Il presidente Santalucia a Il Fatto Quotidiano


Giuseppe Santalucia - Presidente ANM

di Antonella Mascali

Giuseppe Santalucia, da presidente dell’Anm, cosa ne pensa delle verifiche degli ispettori ministeriali sulle comunicazioni dei procuratori che, ormai, possono solo emettere comunicati o indire conferenze stampa se le indagini sono di “interesse pubblico”?

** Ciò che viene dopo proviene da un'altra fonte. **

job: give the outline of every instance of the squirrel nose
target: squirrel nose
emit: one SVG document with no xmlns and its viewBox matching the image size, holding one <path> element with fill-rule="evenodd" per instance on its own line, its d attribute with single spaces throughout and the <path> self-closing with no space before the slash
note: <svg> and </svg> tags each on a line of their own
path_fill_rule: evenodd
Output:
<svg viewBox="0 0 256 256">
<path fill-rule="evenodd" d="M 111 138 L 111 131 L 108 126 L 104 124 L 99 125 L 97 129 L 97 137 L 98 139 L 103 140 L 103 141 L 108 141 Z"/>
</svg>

Sin da subito, quando è stato approvato il decreto legislativo, l’Anm mise in evidenza il pericolo di un improprio sindacato disciplinare su una valutazione ampiamente discrezionale in merito all’interesse pubblico di una notizia relativa a indagini preliminari, che spetta esclusivamente a ciascun procuratore. Il controllo di tipo disciplinare su valutazioni ampiamente discrezionali fa sì che i procuratori, per non rischiare sul piano personale anche solo un accertamento preliminare dell'autorità disciplinare, preferiscano tacere, sacrificare il diritto all’informazione, in modo da sottrarsi a forme di controllo che, a mio giudizio, tendono ad atteggiarsi a momenti di invadenza discutibile, più che di fisiologico controllo.

Un’invasione di campo della politica in quello giurisdizionale…

Se si trasporta la valutazione sull’interesse pubblico per indire una conferenza stampa – formalmente di spettanza esclusiva dei procuratori della Repubblica – sul piano disciplinare, è chiaro che i veri detentori di quella valutazione non saranno più i magistrati, ossia i procuratori, ma gli organi disciplinari. In questo modo si altera lo stesso meccanismo pensato, costruito dal decreto legislativo che, ribadisco, attribuisce esclusivamente al procuratore stabilire quando vi è una rilevanza di una notizia relativa ad indagini in corso

Invece con le ispezioni c’è un controllo del governo?

Attraverso il controllo disciplinare entra in gioco il titolare dell’azione disciplinare, che è anzitutto il ministro della Giustizia. E invece il Ministro, stando al decreto legislativo, non avrebbe titolo a valutare l’interesse pubblico a dare informazioni sui procedimenti penali in corso.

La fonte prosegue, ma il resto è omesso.